Most wore sunglasses in the unseasonably warm late January protest, and chatted in small groups of fellow workers.
“I’ve been to protests before, but I don’t always, however it was important to come today as this is a major issue and we have to show that we’re serious about it,” Philipos, an international trade expert working for the government, told me.
That sentiment was echoed by one of the demonstration’s speakers, who shouted out that: “It’s important to stay united as the government is watching and so will the upcoming one, our dignity is not to be sacrificed.”
Another said: “We’re being told that CoLA is difficult because of the economic challenges, they speak of having to wait for the economy to improve but on the backs of whom will the efforts to improve the economy be placed? On us – the workers.”
But of the workers who downed tools, almost all were over 30 – although one mother brought her young child, taking a nap in his stroller.
“I think the young are disillusioned and apathetic, there’s a distance between them and those in power – I’ve got two kids myself and that’s what I’m picking up on, there’s a sense that whether they come here or not, vote or not, nothing will really change,” Philipos offered.
Asked how he thinks the CoLA issue will develop, Philipos said that the current government is just passing the hot potato onto the upcoming one.
Indeed, Labour Minister Kyriacos Koushos has said that the CoLA issue would be a problem for the next government.
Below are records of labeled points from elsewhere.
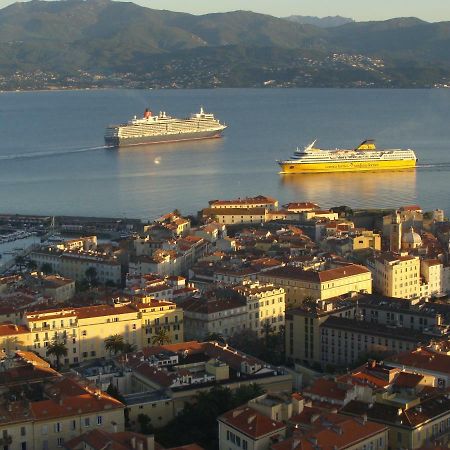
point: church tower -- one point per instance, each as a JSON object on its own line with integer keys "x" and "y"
{"x": 396, "y": 233}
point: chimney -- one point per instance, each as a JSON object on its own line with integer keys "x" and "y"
{"x": 150, "y": 443}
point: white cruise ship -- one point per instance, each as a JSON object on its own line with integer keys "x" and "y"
{"x": 153, "y": 129}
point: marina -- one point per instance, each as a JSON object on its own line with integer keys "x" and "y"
{"x": 67, "y": 170}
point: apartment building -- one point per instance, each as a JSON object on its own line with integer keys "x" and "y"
{"x": 302, "y": 331}
{"x": 302, "y": 284}
{"x": 423, "y": 422}
{"x": 43, "y": 409}
{"x": 247, "y": 306}
{"x": 396, "y": 275}
{"x": 84, "y": 330}
{"x": 265, "y": 305}
{"x": 74, "y": 264}
{"x": 260, "y": 201}
{"x": 159, "y": 381}
{"x": 284, "y": 421}
{"x": 344, "y": 340}
{"x": 206, "y": 315}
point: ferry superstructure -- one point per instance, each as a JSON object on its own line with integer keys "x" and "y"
{"x": 154, "y": 129}
{"x": 365, "y": 157}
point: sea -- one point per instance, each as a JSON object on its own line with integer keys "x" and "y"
{"x": 53, "y": 160}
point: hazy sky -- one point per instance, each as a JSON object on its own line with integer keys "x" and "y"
{"x": 431, "y": 10}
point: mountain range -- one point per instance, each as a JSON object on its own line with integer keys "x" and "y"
{"x": 239, "y": 48}
{"x": 322, "y": 22}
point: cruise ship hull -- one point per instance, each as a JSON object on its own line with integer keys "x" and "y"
{"x": 161, "y": 138}
{"x": 345, "y": 166}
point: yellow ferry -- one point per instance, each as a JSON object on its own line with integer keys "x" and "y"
{"x": 365, "y": 157}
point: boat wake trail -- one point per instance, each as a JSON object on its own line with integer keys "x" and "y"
{"x": 445, "y": 165}
{"x": 34, "y": 155}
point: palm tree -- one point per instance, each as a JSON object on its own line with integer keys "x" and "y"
{"x": 218, "y": 337}
{"x": 31, "y": 265}
{"x": 57, "y": 349}
{"x": 20, "y": 262}
{"x": 46, "y": 268}
{"x": 114, "y": 344}
{"x": 129, "y": 348}
{"x": 161, "y": 337}
{"x": 12, "y": 343}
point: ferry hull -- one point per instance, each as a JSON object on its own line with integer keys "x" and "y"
{"x": 345, "y": 166}
{"x": 160, "y": 139}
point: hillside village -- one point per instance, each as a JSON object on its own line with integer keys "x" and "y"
{"x": 251, "y": 325}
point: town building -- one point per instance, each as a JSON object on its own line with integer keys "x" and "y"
{"x": 158, "y": 381}
{"x": 44, "y": 410}
{"x": 205, "y": 315}
{"x": 302, "y": 331}
{"x": 318, "y": 285}
{"x": 265, "y": 306}
{"x": 259, "y": 201}
{"x": 74, "y": 264}
{"x": 421, "y": 421}
{"x": 396, "y": 275}
{"x": 83, "y": 330}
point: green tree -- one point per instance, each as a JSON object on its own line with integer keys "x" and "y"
{"x": 245, "y": 393}
{"x": 20, "y": 262}
{"x": 114, "y": 344}
{"x": 91, "y": 275}
{"x": 57, "y": 349}
{"x": 145, "y": 425}
{"x": 31, "y": 265}
{"x": 113, "y": 391}
{"x": 129, "y": 348}
{"x": 46, "y": 268}
{"x": 161, "y": 337}
{"x": 218, "y": 337}
{"x": 12, "y": 343}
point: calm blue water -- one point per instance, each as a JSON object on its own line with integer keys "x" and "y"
{"x": 52, "y": 159}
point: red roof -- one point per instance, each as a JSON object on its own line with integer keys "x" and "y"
{"x": 251, "y": 422}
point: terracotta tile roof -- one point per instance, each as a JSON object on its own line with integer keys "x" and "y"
{"x": 69, "y": 398}
{"x": 425, "y": 411}
{"x": 257, "y": 211}
{"x": 407, "y": 380}
{"x": 10, "y": 329}
{"x": 251, "y": 422}
{"x": 333, "y": 431}
{"x": 422, "y": 358}
{"x": 211, "y": 306}
{"x": 100, "y": 440}
{"x": 327, "y": 389}
{"x": 290, "y": 272}
{"x": 187, "y": 447}
{"x": 244, "y": 201}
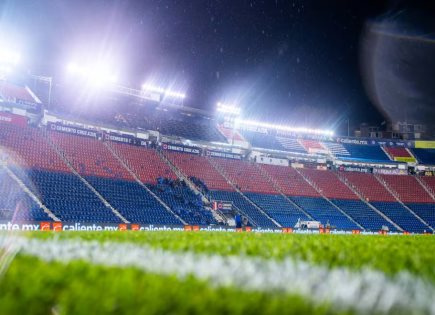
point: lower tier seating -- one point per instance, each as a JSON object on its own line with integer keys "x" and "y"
{"x": 426, "y": 211}
{"x": 323, "y": 211}
{"x": 184, "y": 202}
{"x": 363, "y": 214}
{"x": 255, "y": 216}
{"x": 401, "y": 216}
{"x": 68, "y": 197}
{"x": 15, "y": 204}
{"x": 133, "y": 202}
{"x": 278, "y": 208}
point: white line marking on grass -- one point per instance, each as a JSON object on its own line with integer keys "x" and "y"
{"x": 365, "y": 291}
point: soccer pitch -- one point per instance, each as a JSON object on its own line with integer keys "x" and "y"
{"x": 213, "y": 273}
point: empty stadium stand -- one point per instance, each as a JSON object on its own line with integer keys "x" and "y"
{"x": 132, "y": 201}
{"x": 199, "y": 167}
{"x": 246, "y": 176}
{"x": 289, "y": 181}
{"x": 399, "y": 154}
{"x": 27, "y": 148}
{"x": 68, "y": 197}
{"x": 256, "y": 216}
{"x": 366, "y": 153}
{"x": 15, "y": 204}
{"x": 323, "y": 211}
{"x": 89, "y": 157}
{"x": 144, "y": 162}
{"x": 425, "y": 156}
{"x": 184, "y": 203}
{"x": 280, "y": 209}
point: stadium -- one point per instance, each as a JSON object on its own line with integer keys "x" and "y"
{"x": 116, "y": 199}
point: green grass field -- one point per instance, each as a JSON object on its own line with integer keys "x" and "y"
{"x": 91, "y": 273}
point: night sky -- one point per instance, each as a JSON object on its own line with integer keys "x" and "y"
{"x": 300, "y": 62}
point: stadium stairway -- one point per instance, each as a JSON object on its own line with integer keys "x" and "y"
{"x": 59, "y": 148}
{"x": 306, "y": 177}
{"x": 412, "y": 226}
{"x": 370, "y": 211}
{"x": 16, "y": 197}
{"x": 257, "y": 215}
{"x": 279, "y": 189}
{"x": 123, "y": 160}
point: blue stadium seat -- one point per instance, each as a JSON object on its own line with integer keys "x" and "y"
{"x": 278, "y": 208}
{"x": 425, "y": 156}
{"x": 133, "y": 201}
{"x": 68, "y": 197}
{"x": 426, "y": 211}
{"x": 184, "y": 202}
{"x": 401, "y": 216}
{"x": 372, "y": 153}
{"x": 363, "y": 214}
{"x": 254, "y": 214}
{"x": 323, "y": 211}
There was some half hearted talk of the elections amongst the crowd, with the mood summed up by Philipos: “There’s no real choices there, all three main candidates are linked to Anastasiades – it’s hard to make a decision, I’ll probably do so once I’ve closed the curtain in the voting booth.”
The sunny weather was clouded by the gloomy resignation, but Philipos said that through working within the public sector he knows first hand why nothing ever gets done.
“Once you’ve seen and experienced it then everything makes sense,” he told me, speaking a bit louder amid chants of “hands off of CoLA!”
He explained that in the past he voted along party lines but those in power have proven themselves to be incapable of making change or solving issues.
The speaker praised the crowd’s turnout and said that it shows “the clear unity of workers on their demands for the full restoration of CoLA,” she said, as food delivery drivers whizzed past.
In the small group on the edge of the crowd, Andreas chimed in and said: “This has to succeed, many rights are continuously being stripped away.”